Sekadar mengingatkan, Islam Makhachev akan bertarung merebut gelar kelas welter yang kini milik juara baru Jack Della Maddalena, yang diperkirakan digelar antara Oktober-Desember 2025.
Bagi Khabib, pertarungan antara Makhachev vs Maddalena membuatnya lebih khawatir ketimbang lawan lainnya, termasuk jika Topuria harus menghadapi sobatnya itu.
Dalam program Hustle Show yang dipandu Adam Zubairev di YouTube, Khabib menyebut petarung Australia tersebut merupakan lawan paling berat dalam karir Makhachev.
"Saya pikir Maddalena adalah lawan terberat dalam karier Islam, itu pendapat saya pribadi. Bukan Charles, bukan Ilia Topuria. Maddalena dua kali lebih besar dari Ilia, lebih tinggi, kaki lebih kuat, tubuh lebih besar. Tinju dia sama bagusnya. Dan ia tangguh dalam gulat," katanya.
Khabib bahkan menegaskan bahwa Maddalena lebih berbahaya dibandingkan lawan-lawan sebelumnya, bahkan melebihi potensi ancaman Ilia Topuria.
"Tidak, tidak, tidak, aku rasa Maddalena adalah lawan paling berat. Jika aku siapkan Islam untuk Ilia atau Maddalena, aku lebih khawatir menghadapi Maddalena. Jauh lebih khawatir," tambahnya.

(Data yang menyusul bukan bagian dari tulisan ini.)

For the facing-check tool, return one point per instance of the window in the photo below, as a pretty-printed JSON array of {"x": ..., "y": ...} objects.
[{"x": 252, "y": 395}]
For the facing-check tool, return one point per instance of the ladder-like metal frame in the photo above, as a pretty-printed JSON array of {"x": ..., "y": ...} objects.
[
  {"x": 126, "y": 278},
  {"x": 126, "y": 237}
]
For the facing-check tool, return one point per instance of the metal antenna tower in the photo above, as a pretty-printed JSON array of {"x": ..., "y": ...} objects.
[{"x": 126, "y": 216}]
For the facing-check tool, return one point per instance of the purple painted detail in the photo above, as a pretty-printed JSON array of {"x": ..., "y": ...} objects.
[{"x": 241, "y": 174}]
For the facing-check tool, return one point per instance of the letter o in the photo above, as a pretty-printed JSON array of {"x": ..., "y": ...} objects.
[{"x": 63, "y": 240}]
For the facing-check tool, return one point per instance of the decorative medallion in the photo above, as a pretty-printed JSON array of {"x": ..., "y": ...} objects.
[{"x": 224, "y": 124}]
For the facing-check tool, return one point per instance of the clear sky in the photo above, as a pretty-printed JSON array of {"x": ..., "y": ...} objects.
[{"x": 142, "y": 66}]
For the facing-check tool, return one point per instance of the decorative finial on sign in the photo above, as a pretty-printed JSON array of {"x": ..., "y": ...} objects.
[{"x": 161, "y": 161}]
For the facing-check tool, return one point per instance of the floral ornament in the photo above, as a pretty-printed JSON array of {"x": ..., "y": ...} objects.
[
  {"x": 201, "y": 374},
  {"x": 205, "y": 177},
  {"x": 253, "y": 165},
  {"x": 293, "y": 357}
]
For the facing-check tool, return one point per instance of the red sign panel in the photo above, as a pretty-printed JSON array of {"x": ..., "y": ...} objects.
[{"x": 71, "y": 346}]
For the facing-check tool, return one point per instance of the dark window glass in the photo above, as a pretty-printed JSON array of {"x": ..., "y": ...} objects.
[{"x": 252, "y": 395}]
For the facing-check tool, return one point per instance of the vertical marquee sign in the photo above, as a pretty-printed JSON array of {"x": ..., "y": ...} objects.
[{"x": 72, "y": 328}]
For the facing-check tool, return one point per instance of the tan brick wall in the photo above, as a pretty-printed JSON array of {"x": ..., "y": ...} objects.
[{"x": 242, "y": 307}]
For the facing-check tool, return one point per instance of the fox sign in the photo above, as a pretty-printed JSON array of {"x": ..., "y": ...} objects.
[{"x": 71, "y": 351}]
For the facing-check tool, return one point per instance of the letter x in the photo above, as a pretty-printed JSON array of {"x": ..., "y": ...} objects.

Alasan utama penilaian tersebut menurut Khabib adalah keunggulan fisik Maddalena, baik dari segi ukuran tubuh, kekuatan kaki, serta kemampuan striking dan grappling yang seimbang.
Khabib menyebut Maddalena sebagai ujian berat pertama Makhachev di kelas welter, tapi jika lolos dari rintangan ini, nama-nama seperti Kamaru Usman atau Shavkat Rakhmonov bisa jadi tantangan selanjutnya.